Inflection-1 used about 41 TP3T of training floating point operations (FLOPs) for GPT-4, and averaged about 721 TP3T of GPT-4 performance across a range of IQ-oriented tasks. Inflection-2.5, which now drives the Pi, achieves an average performance of over 941 TP3T for the GPT-4, despite using only 401 TP3T of training FLOPs. We saw significant performance gains in a wide range of domains, with the biggest improvements coming in the STEM domain.
Compared to Inflection-1, Inflection-2.5 has made significant progress on the MMLU benchmark, a diverse benchmark that measures performance on a variety of tasks ranging from high school to professional level difficulty. We also evaluated the extremely difficult GPQA Diamond benchmark, an expert-level benchmark.
We also include the results of two different STEM exams:the Hungarian Math Exam and performance on the Physics GRE, the Physics Graduate Entrance Exam.
For Hungarian math, we use [here areA small number of sample hints and formats are provided to facilitate repetition. Inflection-2.5 uses only the first example in the hints.
We're still[...Posted.] published processed versions of the physical GRE exams (GR8677, GR9277, GR9677, GR0177) and compared Inflection 2.5's performance on the first exam to the GPT-4. We find that Inflection-2.5 reaches the 85th percentile of human test takers in MAJ@8, and earns nearly the highest score in MAJ@32. Some questions with images have been excluded from the results below in order to facilitate broad comparisons. In any case, we have published all the questions.
On BIG-Bench-Hard, a subset of BIG-Bench problems that are difficult for large language models, Inflection-2.5 has more than 101 TP3T improvement over Inflection-1, and is as good as the most powerful models.
We're still here.MT-BenchWe evaluated our model on MT-Bench, a widely known community leaderboard for comparing models. However, after evaluating MT-Bench, we realized that nearly a quarter of the examples in the Reasoning, Math, and Coding categories had incorrect reference solutions or flawed problem premises. Therefore, we corrected these examples and published them in the [...here are] released a corrected version of the dataset.
In evaluating these two subsets, we find that in the correctly corrected version, our model performs more consistently with expectations based on other benchmark tests.

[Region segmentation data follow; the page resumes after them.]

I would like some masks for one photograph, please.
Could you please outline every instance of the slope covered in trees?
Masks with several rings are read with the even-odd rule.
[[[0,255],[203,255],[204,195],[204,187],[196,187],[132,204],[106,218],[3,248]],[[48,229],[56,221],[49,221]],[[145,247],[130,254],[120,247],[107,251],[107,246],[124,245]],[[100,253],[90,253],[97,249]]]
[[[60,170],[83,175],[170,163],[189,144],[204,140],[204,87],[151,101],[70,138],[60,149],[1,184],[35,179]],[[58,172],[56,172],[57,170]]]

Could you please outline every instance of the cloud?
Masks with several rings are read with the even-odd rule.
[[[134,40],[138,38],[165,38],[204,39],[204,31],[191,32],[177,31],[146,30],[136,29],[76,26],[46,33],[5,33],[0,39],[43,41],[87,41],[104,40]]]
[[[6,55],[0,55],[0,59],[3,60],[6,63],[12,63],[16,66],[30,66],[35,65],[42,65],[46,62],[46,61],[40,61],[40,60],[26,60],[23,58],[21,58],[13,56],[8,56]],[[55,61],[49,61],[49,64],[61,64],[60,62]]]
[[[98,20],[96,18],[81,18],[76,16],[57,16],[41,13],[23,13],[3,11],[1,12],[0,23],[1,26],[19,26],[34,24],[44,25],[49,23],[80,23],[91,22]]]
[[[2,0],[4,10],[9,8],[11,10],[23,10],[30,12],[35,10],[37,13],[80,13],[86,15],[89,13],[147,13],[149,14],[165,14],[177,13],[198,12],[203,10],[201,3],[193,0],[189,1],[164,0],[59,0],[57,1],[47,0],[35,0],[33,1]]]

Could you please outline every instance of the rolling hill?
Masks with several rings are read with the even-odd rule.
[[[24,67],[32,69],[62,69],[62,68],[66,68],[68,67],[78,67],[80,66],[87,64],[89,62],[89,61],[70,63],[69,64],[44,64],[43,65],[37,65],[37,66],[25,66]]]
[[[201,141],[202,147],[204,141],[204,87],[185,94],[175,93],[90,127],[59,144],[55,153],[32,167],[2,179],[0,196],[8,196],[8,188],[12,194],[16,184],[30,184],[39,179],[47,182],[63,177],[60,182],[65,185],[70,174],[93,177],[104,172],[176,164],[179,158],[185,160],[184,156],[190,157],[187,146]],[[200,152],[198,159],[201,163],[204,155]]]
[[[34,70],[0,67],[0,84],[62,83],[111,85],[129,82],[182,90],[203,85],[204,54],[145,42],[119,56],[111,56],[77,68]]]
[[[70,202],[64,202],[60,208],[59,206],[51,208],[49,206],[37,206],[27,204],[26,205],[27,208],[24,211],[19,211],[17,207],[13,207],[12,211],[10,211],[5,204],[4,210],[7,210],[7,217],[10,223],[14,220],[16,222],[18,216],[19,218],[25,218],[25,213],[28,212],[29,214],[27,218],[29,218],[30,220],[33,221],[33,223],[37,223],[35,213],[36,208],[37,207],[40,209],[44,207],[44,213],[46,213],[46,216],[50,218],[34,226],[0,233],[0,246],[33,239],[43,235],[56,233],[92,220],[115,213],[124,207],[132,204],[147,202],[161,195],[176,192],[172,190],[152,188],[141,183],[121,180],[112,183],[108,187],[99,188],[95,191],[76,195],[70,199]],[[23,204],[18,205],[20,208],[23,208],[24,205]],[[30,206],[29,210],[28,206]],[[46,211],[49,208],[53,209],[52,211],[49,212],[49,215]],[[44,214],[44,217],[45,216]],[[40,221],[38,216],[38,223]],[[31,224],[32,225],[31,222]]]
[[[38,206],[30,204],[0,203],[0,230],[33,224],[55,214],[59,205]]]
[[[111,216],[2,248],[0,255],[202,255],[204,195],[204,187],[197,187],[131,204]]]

Inflection-2.5 offers particular improvements over Inflection-1 in terms of math and coding performance, as shown in the table below.
In both the MBPP+ and HumanEval+ coding benchmarks, we saw a dramatic improvement over Inflection-1.
For the MBPP, we report the results from [DeepSeek Coder] for the GPT-4 values. For HumanEval, we used the [EvalPlus] results on the leaderboard (GPT-4 in May 2023).
We also evaluated Inflection-2.5's performance on HellaSwag and ARC-C, two common common sense and scientific benchmarks that many models report on. In both cases, we see excellent performance on these near-saturated benchmarks.
All of the above evaluations were performed on the model that now drives Pi, but we note that the user experience may vary slightly due to the effects of web retrieval (none of the benchmarks above used web retrieval), the structure of the small number of example prompts, and other differences in production.
In short, the Inflection-2.5 retains the Pi's unique, approachable personality and exceptional safety standards, while becoming a more intimate model in every way.
We are grateful to our partners at Azure and CoreWeave for their support in bringing the state-of-the-art language model behind Pi to millions of users worldwide.